Nobody likes to fail. It can leave you feeling disappointed or even inadequate, and while failure is simply a part of the learning process it can still be unpleasant enough to stop some people from even trying in the first place. The trouble with this is that you will never take a risk or challenge yourself, which means that your growth will be slowed. On the other hand, failure isn’t generally looked upon favourably by employers, creating a problem of balance between pushing yourself and potentially damaging your reputation at work. There is certainly something to be said for knowing your limits and making sure you don’t go too far beyond them, but at the same time a fear of failure could be stopping you from making even small steps forward.
It’s true, by not pushing the boundaries, you will remain relatively safe in your own ‘comfort zone,’ but you are trading this safety off against really shining and achieving great things. In the workplace this can mean that you may be passed over for promotion in favour of someone who was willing to take that extra step forward. It will also be hard to place yourself up front as a leader if you don’t ever push for achievements or responsibility.
You are unlikely to be seen as a team player by peers, or recognised as a creative and energetic employee by your supervisors if you never put yourself forward and, as a result, you are likely to be overlooked when future opportunities for growth or promotion arrive.
In fact, far from seeing failure as a purely bad thing, you can look at it as a lesson to learn. You have seen what didn’t work, and hopefully why, allowing you to be better in the future. Your failure can make you stronger, and as long as you are open to acknowledging and learning from them.
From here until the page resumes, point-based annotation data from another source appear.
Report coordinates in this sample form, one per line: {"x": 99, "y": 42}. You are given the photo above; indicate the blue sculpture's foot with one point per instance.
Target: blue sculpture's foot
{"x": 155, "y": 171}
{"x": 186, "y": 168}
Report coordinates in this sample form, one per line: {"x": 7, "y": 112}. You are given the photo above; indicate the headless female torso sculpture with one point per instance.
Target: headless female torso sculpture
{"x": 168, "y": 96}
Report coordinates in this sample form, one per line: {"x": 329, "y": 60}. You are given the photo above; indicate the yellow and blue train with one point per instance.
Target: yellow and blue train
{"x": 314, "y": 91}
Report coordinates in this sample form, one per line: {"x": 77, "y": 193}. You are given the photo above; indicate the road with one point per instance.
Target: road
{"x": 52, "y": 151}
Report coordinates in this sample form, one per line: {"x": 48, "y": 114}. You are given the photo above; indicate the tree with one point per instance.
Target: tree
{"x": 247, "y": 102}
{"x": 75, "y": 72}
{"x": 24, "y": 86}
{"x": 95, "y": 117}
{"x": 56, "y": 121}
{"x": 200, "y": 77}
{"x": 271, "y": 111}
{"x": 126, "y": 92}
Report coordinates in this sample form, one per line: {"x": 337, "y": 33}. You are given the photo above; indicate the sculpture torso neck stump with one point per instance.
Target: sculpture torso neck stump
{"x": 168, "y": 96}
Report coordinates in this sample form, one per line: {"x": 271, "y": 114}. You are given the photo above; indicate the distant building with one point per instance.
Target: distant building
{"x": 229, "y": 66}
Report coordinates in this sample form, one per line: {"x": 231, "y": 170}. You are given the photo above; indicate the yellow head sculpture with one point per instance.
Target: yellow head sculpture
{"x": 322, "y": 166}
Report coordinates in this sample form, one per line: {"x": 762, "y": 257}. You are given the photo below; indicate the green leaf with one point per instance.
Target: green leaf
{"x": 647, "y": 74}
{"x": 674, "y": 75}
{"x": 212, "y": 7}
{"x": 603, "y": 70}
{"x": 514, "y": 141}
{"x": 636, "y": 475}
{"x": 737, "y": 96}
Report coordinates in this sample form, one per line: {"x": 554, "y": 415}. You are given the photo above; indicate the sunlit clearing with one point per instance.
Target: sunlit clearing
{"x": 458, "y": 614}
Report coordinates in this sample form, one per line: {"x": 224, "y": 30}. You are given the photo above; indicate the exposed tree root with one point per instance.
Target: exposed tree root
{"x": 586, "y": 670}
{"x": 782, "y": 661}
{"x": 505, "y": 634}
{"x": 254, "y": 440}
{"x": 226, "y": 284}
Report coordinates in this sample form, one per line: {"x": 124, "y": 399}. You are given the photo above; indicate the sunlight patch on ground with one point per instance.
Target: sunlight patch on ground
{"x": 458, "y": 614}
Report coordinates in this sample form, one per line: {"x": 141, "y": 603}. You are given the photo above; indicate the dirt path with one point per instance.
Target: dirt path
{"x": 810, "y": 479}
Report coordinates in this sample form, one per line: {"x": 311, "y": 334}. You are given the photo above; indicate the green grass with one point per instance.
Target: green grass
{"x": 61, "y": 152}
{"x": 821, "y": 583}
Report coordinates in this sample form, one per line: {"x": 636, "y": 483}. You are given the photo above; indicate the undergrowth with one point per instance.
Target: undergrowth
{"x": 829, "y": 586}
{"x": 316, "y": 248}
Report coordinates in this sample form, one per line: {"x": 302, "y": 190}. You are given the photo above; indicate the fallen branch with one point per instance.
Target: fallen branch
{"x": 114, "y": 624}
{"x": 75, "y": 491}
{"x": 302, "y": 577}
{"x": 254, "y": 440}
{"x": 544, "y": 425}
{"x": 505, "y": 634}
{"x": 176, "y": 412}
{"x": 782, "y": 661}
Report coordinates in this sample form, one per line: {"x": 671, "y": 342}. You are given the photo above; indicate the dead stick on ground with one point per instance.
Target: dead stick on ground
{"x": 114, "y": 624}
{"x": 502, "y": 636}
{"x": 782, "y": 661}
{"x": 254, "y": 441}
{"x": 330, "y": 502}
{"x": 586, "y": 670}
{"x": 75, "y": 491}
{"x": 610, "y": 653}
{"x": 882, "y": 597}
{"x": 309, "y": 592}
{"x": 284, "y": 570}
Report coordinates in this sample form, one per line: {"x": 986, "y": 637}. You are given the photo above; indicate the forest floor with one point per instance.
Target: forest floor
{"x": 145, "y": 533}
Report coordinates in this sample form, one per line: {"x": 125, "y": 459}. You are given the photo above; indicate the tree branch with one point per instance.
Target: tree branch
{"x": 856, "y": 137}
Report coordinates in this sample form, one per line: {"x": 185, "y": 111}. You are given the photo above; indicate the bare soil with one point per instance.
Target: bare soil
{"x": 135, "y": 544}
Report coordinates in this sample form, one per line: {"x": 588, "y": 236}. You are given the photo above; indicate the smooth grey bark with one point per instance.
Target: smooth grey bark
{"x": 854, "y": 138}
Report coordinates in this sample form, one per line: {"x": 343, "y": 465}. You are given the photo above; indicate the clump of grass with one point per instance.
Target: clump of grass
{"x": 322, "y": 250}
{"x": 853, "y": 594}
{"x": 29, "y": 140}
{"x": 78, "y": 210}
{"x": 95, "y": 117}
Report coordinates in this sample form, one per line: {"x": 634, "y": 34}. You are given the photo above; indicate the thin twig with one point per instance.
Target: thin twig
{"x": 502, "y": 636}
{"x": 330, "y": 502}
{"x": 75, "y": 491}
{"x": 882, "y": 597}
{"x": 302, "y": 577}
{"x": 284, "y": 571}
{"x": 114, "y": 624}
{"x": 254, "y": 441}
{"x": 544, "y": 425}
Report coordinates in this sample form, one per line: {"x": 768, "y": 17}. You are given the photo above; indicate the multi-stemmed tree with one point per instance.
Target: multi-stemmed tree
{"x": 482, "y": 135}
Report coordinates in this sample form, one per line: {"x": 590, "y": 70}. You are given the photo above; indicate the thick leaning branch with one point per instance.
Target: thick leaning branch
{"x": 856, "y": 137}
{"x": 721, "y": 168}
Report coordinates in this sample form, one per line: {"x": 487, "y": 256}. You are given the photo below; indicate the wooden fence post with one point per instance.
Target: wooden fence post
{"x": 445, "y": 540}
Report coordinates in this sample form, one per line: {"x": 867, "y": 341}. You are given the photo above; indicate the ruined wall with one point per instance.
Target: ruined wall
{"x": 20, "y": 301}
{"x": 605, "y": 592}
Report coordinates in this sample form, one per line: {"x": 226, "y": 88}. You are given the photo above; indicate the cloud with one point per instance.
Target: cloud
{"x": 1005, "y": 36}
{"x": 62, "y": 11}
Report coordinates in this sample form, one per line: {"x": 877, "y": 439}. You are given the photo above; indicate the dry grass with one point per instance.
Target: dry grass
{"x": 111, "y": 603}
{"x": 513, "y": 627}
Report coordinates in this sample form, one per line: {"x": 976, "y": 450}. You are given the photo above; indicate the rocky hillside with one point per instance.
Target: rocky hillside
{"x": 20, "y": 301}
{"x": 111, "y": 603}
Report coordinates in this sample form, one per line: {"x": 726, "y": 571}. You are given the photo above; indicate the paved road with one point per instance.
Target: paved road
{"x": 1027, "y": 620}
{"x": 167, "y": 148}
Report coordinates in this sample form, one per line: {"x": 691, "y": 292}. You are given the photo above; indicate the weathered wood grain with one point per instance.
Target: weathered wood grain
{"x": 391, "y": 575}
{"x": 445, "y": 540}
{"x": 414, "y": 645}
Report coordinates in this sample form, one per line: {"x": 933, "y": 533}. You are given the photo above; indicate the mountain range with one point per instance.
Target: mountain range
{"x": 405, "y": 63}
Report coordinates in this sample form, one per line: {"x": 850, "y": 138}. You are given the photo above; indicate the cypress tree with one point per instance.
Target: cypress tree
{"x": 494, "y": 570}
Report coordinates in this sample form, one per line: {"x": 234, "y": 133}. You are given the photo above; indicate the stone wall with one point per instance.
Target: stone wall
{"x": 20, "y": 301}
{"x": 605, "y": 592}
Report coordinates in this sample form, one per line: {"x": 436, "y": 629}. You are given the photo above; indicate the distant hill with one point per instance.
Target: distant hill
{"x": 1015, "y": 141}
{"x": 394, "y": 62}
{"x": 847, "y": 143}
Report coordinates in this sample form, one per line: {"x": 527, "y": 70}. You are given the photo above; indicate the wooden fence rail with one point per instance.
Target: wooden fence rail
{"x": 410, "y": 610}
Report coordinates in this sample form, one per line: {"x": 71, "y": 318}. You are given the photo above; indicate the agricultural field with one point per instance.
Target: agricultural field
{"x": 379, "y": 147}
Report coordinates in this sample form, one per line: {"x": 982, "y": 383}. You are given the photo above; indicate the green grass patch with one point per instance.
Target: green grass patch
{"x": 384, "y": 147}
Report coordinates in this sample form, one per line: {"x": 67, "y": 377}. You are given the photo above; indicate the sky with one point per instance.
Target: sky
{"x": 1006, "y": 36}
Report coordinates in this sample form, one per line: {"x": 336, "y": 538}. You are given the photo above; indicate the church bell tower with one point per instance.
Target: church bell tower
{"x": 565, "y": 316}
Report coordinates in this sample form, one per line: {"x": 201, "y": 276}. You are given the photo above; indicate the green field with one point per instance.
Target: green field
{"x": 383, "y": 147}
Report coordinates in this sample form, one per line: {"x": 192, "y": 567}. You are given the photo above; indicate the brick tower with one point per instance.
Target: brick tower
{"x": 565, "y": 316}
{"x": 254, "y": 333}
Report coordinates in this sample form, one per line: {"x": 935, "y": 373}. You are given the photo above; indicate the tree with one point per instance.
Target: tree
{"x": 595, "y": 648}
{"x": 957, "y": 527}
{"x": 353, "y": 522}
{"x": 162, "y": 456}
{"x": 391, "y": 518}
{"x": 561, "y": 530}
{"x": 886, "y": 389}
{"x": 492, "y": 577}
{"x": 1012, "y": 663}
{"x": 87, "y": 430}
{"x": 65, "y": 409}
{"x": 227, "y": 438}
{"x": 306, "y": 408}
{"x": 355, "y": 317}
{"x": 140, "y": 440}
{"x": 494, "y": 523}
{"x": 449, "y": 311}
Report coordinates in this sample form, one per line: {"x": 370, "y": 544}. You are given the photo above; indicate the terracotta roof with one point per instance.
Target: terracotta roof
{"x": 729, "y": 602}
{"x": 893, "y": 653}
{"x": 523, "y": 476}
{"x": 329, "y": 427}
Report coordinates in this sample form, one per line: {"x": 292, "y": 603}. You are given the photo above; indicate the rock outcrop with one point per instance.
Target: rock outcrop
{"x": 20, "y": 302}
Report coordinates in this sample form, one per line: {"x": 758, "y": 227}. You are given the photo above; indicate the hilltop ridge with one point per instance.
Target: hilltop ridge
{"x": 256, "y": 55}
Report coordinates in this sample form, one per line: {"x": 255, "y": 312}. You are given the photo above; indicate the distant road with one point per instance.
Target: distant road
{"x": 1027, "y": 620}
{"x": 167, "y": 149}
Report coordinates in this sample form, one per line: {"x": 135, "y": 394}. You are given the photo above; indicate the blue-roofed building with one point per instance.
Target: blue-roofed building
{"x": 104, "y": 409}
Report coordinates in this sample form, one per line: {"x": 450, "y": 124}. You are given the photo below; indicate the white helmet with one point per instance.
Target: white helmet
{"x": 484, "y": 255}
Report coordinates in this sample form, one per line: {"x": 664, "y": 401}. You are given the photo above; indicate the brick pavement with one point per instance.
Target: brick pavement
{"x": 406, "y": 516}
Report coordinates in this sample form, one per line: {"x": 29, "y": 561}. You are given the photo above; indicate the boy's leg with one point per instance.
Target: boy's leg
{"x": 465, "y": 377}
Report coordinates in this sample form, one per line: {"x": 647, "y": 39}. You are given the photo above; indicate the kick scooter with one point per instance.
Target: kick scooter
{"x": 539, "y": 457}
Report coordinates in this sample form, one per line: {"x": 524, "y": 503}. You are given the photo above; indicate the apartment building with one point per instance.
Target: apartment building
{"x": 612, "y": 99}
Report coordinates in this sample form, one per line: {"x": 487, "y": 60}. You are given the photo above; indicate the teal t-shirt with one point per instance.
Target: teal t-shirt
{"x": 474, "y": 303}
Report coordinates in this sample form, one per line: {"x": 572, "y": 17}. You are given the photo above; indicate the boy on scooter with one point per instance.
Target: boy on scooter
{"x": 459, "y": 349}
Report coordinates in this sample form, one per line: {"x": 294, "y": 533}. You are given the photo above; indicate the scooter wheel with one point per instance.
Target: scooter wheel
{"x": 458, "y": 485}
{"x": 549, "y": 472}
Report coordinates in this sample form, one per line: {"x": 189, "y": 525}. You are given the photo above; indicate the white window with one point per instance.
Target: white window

However, you can improve your chances of success by asking questions about things you don’t know about, or getting some direct help with a task. It is better to seek help with something you don’t know than to keep going in the wrong direction.
Getting help doesn’t mean that you are weak, it means that you are open to teamwork, know your limitations, the strengths of others, and want to improve yourself. You can’t be expected to know everything all of the time!
If you ask a superior for help, you can also build a better working relationship with them, and maybe even being mentored by them a little. This will not only improve your skills, but will bring you to the attention (positively) to one of your bosses or supervisors. Such networking can work in your favour when it comes to future opportunities, especially if you do a good job.
The more you stretch outside of your comfort zone at work the easier it becomes, as your confidence will grow with each success. Even if things don’t go exactly to plan, you can achieve results by showing that you are able to resolve a problem and learn from a mistake.
There is a difference between having a healthy level of fear and stunting your growth with a fear of failure. A healthy level of fear stops you swimming with crocodiles, a fear of failure may stop you from volunteering to create a report for your boss. Of course, ultimately only one of these is really worth being truly frightened about! Assess the risks by all means, but don’t let fear stop your progressing.